Thursday, October 6, 2011

When should an adult be treated like a child || Writer's Workshop Prompt

Head in Hands
Head in hand by Alex E. Proimos

I follow Mama's Losin' It on Twitter and this week happened upon her writer's workshop prompt and thought I'd join.  The prompt I chose:

1.) Share a disagreement you’re having with someone and let your readers be the judge!

Here was the disagreement I've had with a family member this week regarding my father, his health, and his choices:

My Uncle (father's brother) says we have to treat my ailing father like an irrational child (he acts like one) and force our hand to get him to manage his health care.  I, having tried for years, said that ultimately my dad is an adult and we can't force him to do anything (we have no legal recourse at this time). 

When do you allow an adult to make own decisions and live his life?  When do you or can you force your hand?
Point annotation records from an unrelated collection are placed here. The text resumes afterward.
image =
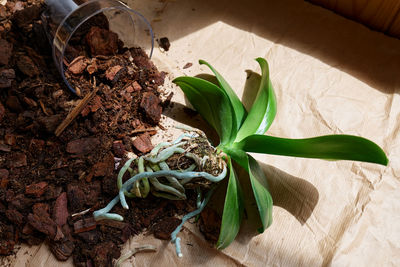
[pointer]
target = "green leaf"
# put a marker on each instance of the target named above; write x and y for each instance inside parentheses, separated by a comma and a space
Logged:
(238, 108)
(213, 105)
(261, 193)
(334, 147)
(263, 111)
(233, 210)
(258, 183)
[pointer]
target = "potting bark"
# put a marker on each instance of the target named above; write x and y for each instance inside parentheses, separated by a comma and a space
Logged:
(51, 185)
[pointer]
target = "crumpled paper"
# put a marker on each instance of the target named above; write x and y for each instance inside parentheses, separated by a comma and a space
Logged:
(331, 76)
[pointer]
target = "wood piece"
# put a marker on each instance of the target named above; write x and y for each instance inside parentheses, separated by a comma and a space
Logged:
(75, 112)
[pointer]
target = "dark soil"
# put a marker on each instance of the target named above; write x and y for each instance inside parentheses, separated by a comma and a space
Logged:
(44, 178)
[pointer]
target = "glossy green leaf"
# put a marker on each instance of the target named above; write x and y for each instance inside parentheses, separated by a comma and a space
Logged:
(213, 105)
(263, 111)
(334, 147)
(233, 211)
(261, 192)
(240, 111)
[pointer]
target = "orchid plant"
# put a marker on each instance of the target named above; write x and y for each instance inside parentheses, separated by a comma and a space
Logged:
(241, 131)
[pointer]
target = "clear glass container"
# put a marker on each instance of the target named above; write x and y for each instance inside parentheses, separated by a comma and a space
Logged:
(63, 18)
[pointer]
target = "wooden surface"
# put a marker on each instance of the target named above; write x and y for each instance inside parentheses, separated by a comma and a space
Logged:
(380, 15)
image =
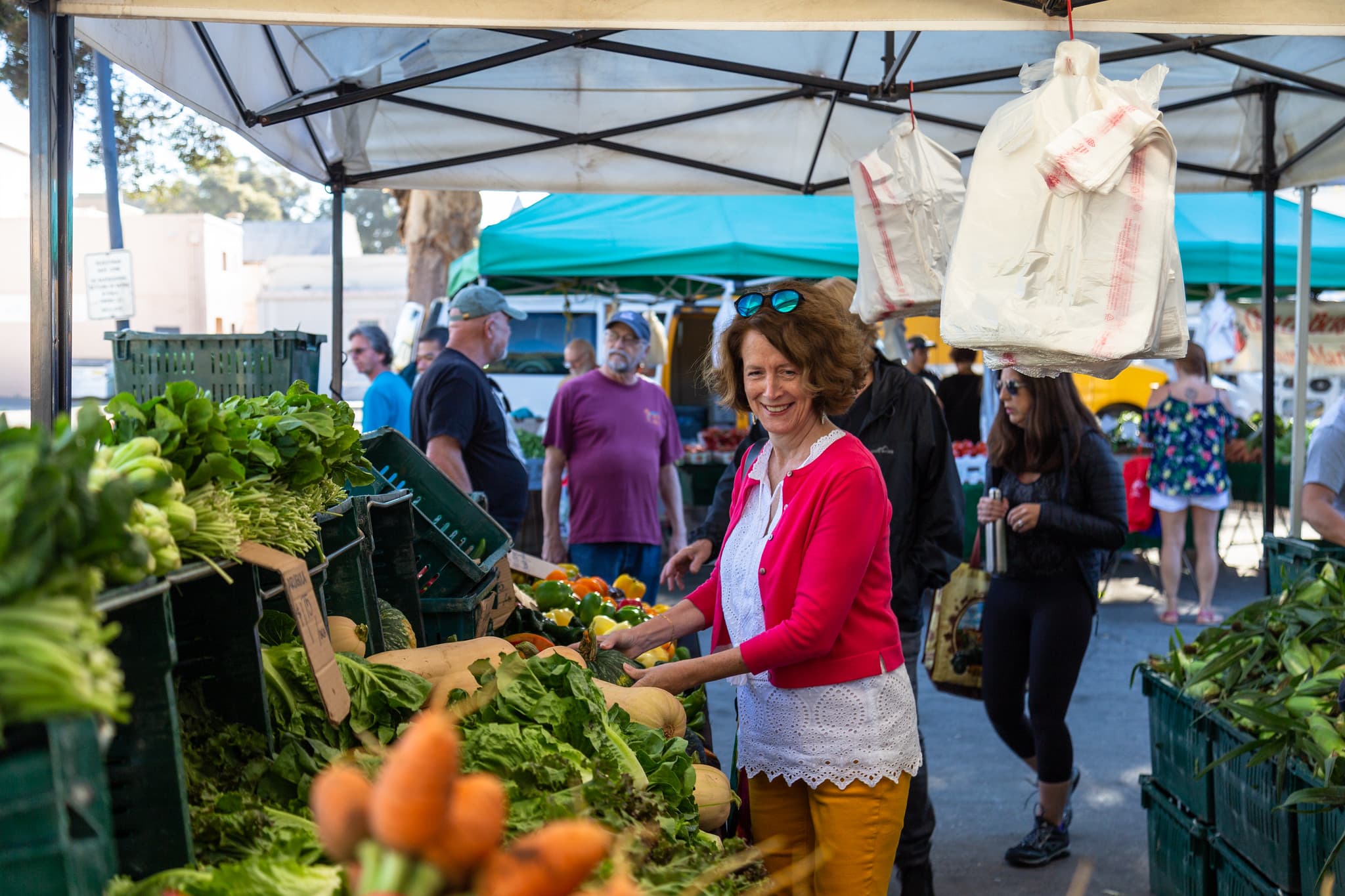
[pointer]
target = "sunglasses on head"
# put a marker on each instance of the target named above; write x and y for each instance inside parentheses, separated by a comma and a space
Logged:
(783, 301)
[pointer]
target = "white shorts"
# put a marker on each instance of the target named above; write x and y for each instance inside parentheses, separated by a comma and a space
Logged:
(1173, 503)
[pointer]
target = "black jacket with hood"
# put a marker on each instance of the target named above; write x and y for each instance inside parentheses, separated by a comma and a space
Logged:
(906, 431)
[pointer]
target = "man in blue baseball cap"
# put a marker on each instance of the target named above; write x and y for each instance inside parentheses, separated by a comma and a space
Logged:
(458, 414)
(618, 435)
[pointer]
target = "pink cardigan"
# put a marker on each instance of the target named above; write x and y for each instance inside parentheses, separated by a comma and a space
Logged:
(826, 575)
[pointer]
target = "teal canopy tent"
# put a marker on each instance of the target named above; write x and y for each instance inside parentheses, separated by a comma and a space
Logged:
(642, 244)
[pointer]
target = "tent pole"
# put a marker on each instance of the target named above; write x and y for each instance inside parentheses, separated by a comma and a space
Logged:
(51, 144)
(338, 284)
(1302, 312)
(1269, 97)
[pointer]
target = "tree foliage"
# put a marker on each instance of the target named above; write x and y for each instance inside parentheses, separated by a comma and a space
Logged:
(257, 190)
(154, 133)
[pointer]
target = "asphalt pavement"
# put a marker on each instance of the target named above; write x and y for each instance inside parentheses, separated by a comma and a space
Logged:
(984, 796)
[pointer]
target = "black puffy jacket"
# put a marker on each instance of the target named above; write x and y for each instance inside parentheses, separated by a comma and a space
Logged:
(907, 435)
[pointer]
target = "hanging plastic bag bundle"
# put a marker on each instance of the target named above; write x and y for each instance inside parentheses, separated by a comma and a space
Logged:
(908, 198)
(1066, 257)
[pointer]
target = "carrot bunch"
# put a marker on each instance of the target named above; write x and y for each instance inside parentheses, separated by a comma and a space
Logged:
(420, 828)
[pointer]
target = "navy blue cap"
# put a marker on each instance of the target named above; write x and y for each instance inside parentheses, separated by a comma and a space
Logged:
(634, 320)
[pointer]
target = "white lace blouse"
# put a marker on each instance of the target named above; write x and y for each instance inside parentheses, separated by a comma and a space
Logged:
(853, 731)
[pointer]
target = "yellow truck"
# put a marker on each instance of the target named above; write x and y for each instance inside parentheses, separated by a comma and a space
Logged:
(1129, 391)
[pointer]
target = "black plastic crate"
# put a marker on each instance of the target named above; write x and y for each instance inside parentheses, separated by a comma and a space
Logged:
(225, 366)
(389, 526)
(1179, 847)
(349, 589)
(146, 774)
(450, 527)
(82, 868)
(1319, 833)
(1235, 876)
(1180, 746)
(458, 618)
(1245, 809)
(215, 625)
(53, 788)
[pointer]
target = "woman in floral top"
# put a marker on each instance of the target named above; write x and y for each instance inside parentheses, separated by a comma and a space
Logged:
(1188, 422)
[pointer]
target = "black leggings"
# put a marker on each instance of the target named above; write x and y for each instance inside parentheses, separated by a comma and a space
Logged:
(1036, 633)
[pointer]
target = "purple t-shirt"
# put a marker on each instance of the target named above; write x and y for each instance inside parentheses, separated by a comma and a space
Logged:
(617, 438)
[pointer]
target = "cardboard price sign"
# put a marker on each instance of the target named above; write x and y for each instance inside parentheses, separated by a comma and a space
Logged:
(309, 617)
(527, 565)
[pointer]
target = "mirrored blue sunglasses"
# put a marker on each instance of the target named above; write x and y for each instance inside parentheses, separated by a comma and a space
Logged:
(783, 301)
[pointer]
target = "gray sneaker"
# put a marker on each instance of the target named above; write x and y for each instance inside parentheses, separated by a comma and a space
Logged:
(1043, 845)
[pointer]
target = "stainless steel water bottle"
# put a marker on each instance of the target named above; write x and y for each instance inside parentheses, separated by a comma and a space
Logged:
(997, 540)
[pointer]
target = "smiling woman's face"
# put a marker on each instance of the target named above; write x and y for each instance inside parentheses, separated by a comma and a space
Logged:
(1015, 396)
(774, 387)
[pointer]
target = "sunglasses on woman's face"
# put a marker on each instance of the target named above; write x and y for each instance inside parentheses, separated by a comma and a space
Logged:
(783, 301)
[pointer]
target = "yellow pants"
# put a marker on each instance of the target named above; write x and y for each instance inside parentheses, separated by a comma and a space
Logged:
(849, 836)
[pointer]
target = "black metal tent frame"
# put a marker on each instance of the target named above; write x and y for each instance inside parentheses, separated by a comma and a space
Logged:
(51, 141)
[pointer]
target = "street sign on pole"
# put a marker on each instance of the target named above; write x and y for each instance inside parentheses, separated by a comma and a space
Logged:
(108, 285)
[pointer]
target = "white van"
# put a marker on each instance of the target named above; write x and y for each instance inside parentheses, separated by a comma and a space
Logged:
(536, 364)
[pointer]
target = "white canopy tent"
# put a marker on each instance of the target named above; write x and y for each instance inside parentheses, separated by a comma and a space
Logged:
(666, 97)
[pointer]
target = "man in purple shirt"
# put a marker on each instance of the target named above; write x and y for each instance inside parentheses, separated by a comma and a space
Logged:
(618, 436)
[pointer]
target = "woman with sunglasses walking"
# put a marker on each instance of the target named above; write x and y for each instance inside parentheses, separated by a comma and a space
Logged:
(1064, 503)
(801, 603)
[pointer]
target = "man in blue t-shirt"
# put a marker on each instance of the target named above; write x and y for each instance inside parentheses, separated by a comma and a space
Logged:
(387, 400)
(459, 419)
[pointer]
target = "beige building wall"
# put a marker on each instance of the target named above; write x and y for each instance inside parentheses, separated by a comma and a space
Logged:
(187, 272)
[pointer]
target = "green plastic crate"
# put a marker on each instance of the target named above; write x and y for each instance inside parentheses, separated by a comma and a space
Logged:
(217, 640)
(449, 527)
(349, 587)
(53, 788)
(1235, 876)
(1180, 746)
(1317, 833)
(81, 870)
(146, 774)
(1294, 559)
(456, 618)
(223, 364)
(389, 526)
(1245, 809)
(1179, 847)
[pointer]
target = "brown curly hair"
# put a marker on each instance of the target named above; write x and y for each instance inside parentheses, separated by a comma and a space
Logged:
(820, 336)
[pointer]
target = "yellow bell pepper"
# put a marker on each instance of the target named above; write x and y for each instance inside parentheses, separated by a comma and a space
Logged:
(560, 617)
(630, 587)
(606, 625)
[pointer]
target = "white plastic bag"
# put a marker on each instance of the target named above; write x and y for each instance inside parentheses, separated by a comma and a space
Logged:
(1066, 255)
(907, 202)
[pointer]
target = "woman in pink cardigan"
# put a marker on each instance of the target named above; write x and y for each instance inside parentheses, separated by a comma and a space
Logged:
(801, 603)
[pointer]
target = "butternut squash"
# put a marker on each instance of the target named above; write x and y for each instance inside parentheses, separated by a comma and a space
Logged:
(347, 636)
(569, 653)
(651, 707)
(441, 658)
(713, 797)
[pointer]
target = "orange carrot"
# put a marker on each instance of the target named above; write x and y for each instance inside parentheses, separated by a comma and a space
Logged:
(340, 800)
(410, 794)
(550, 861)
(474, 826)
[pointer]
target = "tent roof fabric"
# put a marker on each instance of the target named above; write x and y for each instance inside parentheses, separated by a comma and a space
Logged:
(631, 238)
(1301, 16)
(703, 112)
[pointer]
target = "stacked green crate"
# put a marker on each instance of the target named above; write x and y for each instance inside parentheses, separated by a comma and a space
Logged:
(55, 819)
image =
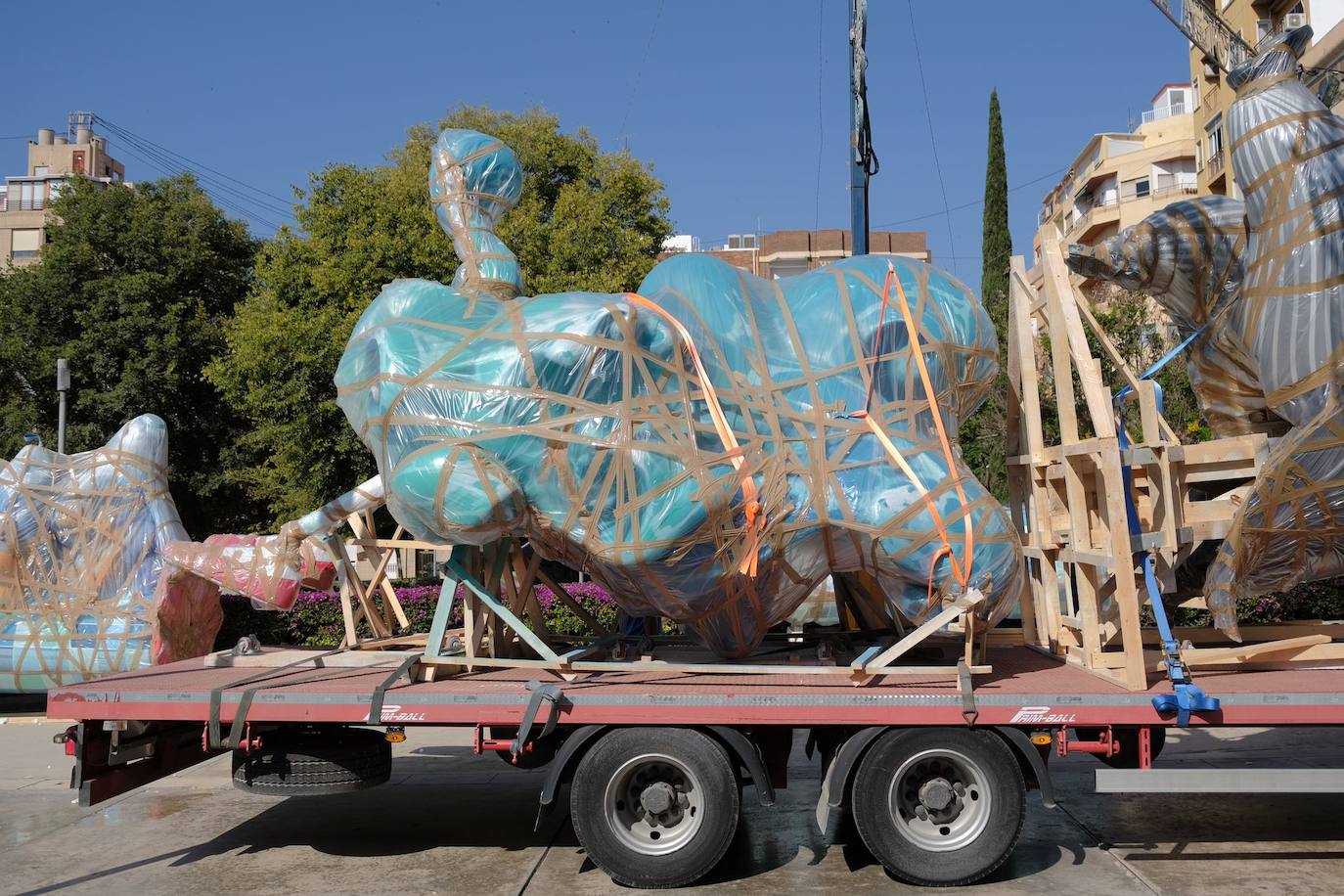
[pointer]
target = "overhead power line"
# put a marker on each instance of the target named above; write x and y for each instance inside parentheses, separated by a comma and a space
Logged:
(973, 203)
(933, 141)
(244, 199)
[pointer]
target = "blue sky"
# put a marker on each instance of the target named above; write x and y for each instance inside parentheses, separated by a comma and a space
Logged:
(733, 101)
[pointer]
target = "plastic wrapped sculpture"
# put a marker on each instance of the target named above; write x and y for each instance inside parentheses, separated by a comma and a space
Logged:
(699, 448)
(1189, 256)
(82, 542)
(1275, 345)
(97, 574)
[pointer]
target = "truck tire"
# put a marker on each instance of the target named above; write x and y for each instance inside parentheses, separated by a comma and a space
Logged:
(315, 762)
(940, 806)
(654, 806)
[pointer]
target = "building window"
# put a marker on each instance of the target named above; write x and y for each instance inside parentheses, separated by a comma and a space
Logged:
(31, 197)
(1215, 136)
(27, 242)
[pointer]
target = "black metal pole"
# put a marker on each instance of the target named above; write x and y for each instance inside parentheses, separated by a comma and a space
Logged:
(858, 126)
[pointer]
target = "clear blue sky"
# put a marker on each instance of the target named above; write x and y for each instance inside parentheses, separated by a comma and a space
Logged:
(730, 100)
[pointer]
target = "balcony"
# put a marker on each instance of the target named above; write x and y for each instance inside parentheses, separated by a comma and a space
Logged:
(1215, 165)
(1098, 215)
(1165, 112)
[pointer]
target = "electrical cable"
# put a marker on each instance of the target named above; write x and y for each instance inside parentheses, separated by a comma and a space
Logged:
(197, 164)
(822, 118)
(232, 198)
(933, 141)
(639, 74)
(972, 204)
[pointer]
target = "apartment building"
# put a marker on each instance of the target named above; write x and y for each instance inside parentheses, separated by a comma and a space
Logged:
(1256, 21)
(794, 251)
(1121, 177)
(53, 161)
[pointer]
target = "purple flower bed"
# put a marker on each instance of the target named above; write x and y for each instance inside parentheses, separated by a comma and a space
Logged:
(316, 619)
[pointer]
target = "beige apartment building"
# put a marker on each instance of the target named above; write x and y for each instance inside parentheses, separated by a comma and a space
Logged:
(1121, 177)
(796, 251)
(1256, 21)
(53, 161)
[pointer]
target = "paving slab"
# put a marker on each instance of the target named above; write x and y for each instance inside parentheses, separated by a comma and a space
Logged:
(452, 823)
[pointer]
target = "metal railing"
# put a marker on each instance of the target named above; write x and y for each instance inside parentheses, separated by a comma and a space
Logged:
(1157, 113)
(1215, 164)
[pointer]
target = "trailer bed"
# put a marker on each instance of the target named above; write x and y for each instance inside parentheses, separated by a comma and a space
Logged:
(1026, 688)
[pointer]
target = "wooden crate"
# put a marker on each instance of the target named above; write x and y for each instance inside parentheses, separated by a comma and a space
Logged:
(1084, 594)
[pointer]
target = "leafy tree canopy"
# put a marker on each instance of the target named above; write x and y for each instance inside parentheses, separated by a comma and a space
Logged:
(133, 288)
(586, 220)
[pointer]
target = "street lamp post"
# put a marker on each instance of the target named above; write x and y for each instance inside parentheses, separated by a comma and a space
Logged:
(62, 387)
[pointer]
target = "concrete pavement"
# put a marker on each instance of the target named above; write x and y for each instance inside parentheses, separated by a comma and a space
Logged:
(450, 823)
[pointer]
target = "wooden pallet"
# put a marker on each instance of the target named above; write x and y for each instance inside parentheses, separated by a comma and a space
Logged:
(1084, 594)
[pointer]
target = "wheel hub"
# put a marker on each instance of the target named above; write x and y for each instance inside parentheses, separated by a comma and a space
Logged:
(657, 798)
(938, 799)
(937, 794)
(654, 803)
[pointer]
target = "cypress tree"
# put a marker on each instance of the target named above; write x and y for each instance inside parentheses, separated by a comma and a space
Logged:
(984, 432)
(996, 245)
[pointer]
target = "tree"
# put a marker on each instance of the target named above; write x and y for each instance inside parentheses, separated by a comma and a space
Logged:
(586, 220)
(133, 287)
(984, 434)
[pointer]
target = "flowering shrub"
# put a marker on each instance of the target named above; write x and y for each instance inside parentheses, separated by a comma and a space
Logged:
(316, 618)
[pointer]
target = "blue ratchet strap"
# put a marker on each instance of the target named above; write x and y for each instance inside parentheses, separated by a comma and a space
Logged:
(1187, 696)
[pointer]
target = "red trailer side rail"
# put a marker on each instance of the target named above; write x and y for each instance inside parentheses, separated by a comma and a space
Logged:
(1024, 690)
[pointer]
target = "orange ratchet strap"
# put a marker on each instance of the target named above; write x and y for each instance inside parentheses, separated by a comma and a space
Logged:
(751, 506)
(962, 572)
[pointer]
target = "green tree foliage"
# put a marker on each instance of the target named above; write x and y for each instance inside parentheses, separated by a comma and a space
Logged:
(983, 434)
(586, 219)
(133, 287)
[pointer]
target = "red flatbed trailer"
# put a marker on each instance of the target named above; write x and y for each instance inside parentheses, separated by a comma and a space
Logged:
(137, 727)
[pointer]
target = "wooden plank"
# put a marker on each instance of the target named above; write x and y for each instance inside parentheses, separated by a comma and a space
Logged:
(309, 658)
(579, 610)
(1060, 364)
(1118, 362)
(963, 605)
(1064, 309)
(1211, 655)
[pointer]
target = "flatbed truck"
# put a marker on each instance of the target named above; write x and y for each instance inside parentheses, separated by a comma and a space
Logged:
(933, 773)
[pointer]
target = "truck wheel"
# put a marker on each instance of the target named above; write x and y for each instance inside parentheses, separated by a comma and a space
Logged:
(315, 762)
(940, 806)
(654, 806)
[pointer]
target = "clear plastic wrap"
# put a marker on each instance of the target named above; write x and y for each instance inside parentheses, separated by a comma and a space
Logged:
(1287, 154)
(82, 542)
(1272, 295)
(1189, 256)
(581, 422)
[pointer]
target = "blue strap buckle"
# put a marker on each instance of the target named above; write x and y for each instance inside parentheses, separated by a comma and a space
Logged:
(1186, 697)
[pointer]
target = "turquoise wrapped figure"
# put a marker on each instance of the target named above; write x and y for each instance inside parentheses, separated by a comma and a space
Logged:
(707, 448)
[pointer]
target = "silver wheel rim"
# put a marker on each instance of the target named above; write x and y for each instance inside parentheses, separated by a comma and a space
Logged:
(940, 799)
(654, 805)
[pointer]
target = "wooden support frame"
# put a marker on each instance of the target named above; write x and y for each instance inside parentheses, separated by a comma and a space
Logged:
(503, 623)
(1084, 596)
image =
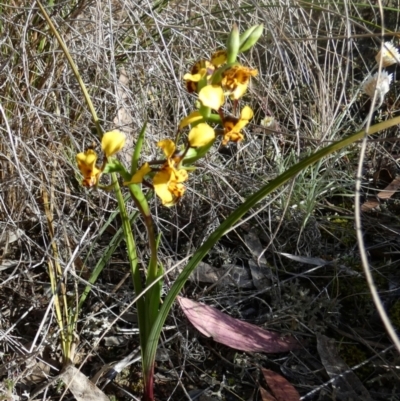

Everyone, at some point in their lives, face the crossroads of caring for their aging parents.  This subject doesn't seem to be openly discussed a lot.  Every family and individual is subject to their own experiences.  It's all dependant on the parent, the individual, beliefs, history, emotions, timing, etc.  And, you don't really think about it until it hits you between the eyes like a big dart.  Well, I'm staring cross-eyed at a big 'ol dart right now.

The back story:
I've struggled for years trying to get my Dad to take care of himself.  We typically end up fighting over the phone and I've come to the point where I can't even call him unless I'm emotionally prepared to be on the phone for several hours possibly ending in total heart pulsing frustration. 

My dad is unhealthy.  He is thousands of miles away from me.  He is not capable of managing his health care and we (my brother, uncle, cousin, and I) have all tried to help him in various ways for years.  For example, I once drove 80 miles, forced him in the car, to drive him 80 miles again to my local VA to have him checked out.  This was something he just couldn't/wouldn't do on his own. Some 15 years ago, we also guilted forced him into having his heart checked...sure enough he had to have a valve replaced.  He wouldn't have gone on his own.

We fight, I listen.  Any advice I might share (or his doctor son-in-law) is often ignored, misinterpreted, unheard.  The family plays "telephone" and each situation spirals into an emergent mess.  We (all of us but my cousin are thousands of miles away) cannot manage his health care from so far away.  We have offered him to come live with us.  He has up to now, refused.

My Uncle asked my dad if he wanted to die.  My dad's response was, "No, but I never thought I'd live this long."  He is 71.  To me, that is not old.

I could write a book about my father and his stubborn ways (of which, I'm sure I share).  It has driven me to counseling.  It has ravished me with guilt. And, this is just one 1/2 of my parental unit.

I believe that a grown man who fights to make his own decisions and live his life as he sees fit (whether I/we think his decisions are rational or not) should be left to do just as he pleases.  We have no legal recourse and cannot forcefully make him do anything.  I can offer to take him in or I can be there to listen when I am able.  What else can I do?